RE: Short study patient options13 Oct 2023 08:44
@Bella, the original Phase 1a dose escalation study became a de facto Phase 1a/1b as multiple patients continued on treatment post-cohort, thus satisfying the dose expansion question about the safety and tolerability of longterm treatment - satisfying that thoroughly and starting to answer the efficacy question as well if patients stayed at their original dose level (tolerability and clinical effect at different dose levels).
Alan has said that the parallel study is a Phase 1a and I have no reason to doubt him, so again it is planned to be a dose escalation study examining safety and tolerability but at fortnightly dosing intervals. We started with MHRA approval - ?and FDA involvement as well. By the time the original Phase 1a was given permission to extend beyond 200mg/m² both the MHRA (max 400mg/m² restriction) and the FDA (max 25% dose escalations) were, as we now know, involved although only the MHRA giving permission was mentioned in the RNS. Alan has recently said the MHRA are slow, so they were obviously the rate-limiting step and, as Alan recently stated, the lead regulatory body is now the FDA and the trials have moved to the US.
Once the idea of more frequent dosing was floated it was clear that the FDA would not OK a Phase 2 fortnightly dosing study without being assured of the safety and tolerability of fortnightly dosing. Discussions are likely to have been going on for months (and hopefully in the broader context of applications for some or all of the FDA's regulatory streamlining goodies) and Avacta will have had the opportunity to provide data from existing patients at 2 weeks post-dosing. Nausea is subjective, retching, vomitting, diarrhea, constipation and alopecia are objectively observable. Blood count, liver function, kidney function, etc, etc can easily be tested. As regards the possibility of weekly dosing, maybe they thought that was a bridge too far at this stage or not necessary or they knew that the data they already had wouldn't support it or they floated it and the FDA slapped them down. Anyway, no matter how much 2-week data they had in the 3-week dosing study, it wouldn't answer the questions about safety and tolerability that a Phase 1a/1b study would provide, assuming patients again continue post-cohort as a surrogate for dose expansion.

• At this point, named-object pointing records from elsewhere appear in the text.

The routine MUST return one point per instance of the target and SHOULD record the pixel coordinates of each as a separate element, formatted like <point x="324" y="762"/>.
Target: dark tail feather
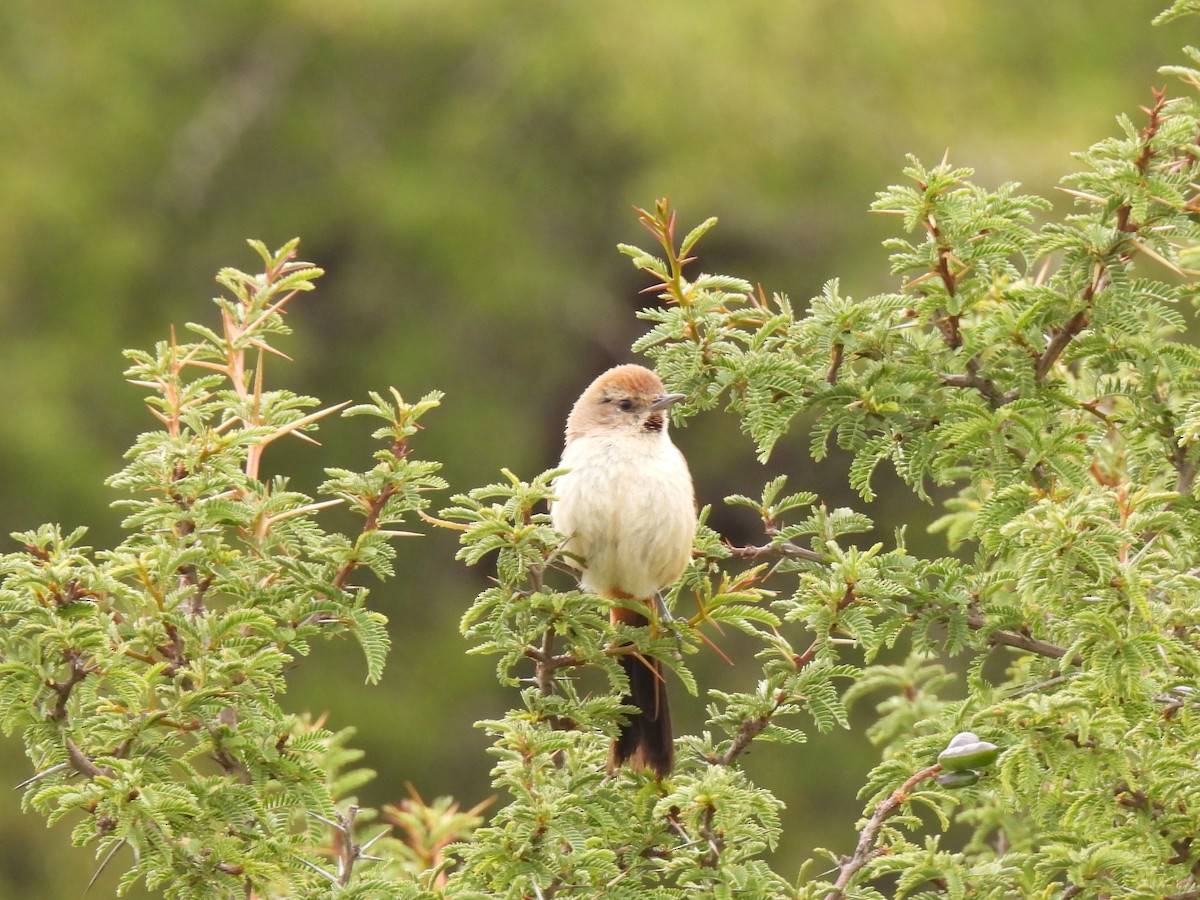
<point x="646" y="743"/>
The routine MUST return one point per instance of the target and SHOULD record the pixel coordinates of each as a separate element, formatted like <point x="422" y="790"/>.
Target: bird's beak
<point x="666" y="400"/>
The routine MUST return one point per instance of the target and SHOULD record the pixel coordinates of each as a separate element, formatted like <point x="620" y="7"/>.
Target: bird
<point x="627" y="508"/>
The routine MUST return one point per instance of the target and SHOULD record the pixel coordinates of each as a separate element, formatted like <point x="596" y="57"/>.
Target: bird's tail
<point x="646" y="742"/>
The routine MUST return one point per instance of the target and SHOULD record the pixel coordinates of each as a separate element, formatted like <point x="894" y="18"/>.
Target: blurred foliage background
<point x="463" y="172"/>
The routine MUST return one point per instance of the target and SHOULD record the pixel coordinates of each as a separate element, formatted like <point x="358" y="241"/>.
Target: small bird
<point x="628" y="509"/>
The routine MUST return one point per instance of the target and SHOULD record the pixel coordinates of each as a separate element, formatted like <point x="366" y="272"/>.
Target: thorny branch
<point x="864" y="852"/>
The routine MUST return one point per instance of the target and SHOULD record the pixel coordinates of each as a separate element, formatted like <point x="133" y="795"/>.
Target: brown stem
<point x="835" y="358"/>
<point x="864" y="852"/>
<point x="1021" y="641"/>
<point x="82" y="763"/>
<point x="784" y="549"/>
<point x="984" y="385"/>
<point x="63" y="689"/>
<point x="715" y="841"/>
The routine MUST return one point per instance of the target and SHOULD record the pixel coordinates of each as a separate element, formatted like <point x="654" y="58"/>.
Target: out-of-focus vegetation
<point x="463" y="173"/>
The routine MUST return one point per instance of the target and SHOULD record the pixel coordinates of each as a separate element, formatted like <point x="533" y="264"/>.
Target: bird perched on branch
<point x="628" y="509"/>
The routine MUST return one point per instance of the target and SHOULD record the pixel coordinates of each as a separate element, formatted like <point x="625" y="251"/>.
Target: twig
<point x="83" y="763"/>
<point x="783" y="549"/>
<point x="347" y="852"/>
<point x="864" y="852"/>
<point x="1021" y="641"/>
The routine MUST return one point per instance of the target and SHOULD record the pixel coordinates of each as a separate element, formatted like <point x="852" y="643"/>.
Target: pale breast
<point x="629" y="510"/>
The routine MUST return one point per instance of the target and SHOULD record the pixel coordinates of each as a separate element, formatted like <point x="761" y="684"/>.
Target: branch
<point x="346" y="851"/>
<point x="864" y="851"/>
<point x="1021" y="641"/>
<point x="984" y="385"/>
<point x="83" y="763"/>
<point x="783" y="549"/>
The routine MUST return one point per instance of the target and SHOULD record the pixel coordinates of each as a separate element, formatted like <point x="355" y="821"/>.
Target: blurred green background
<point x="463" y="172"/>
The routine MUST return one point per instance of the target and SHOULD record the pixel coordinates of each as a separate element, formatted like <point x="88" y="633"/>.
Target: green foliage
<point x="1029" y="373"/>
<point x="145" y="678"/>
<point x="1033" y="687"/>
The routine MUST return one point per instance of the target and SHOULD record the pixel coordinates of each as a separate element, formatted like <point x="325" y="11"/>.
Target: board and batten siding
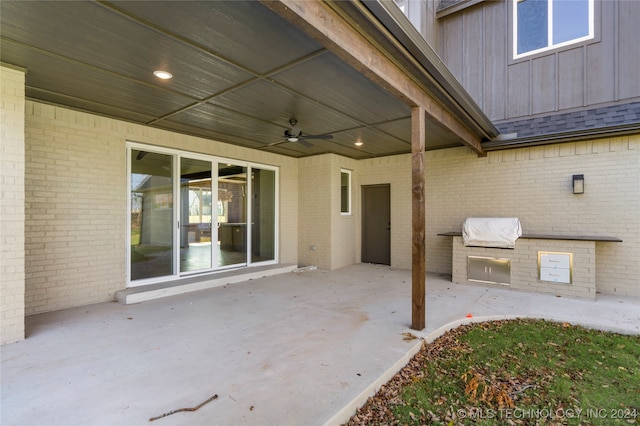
<point x="475" y="43"/>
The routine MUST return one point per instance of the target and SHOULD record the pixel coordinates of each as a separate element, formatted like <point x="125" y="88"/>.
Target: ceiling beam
<point x="321" y="22"/>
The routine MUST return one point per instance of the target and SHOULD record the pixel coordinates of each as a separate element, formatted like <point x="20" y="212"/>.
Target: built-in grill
<point x="499" y="232"/>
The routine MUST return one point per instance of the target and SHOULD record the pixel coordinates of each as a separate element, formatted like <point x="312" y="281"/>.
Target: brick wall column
<point x="12" y="204"/>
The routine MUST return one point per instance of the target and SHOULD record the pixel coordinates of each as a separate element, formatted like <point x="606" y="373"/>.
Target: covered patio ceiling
<point x="241" y="70"/>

When approved by the FDA, this parallel study's protocol will either be included in the existing one or will be a new entry in the ClinicalTrials database. Will they also take this opportunity to study fortnightly dosing of breast, ovarian, colorectal, etc cancers so as to get an indication of efficacy that might help in deciding Phase 2 dosing regimens for those cancers further down the line? We'll see - MSK has patients with all sorts of cancers.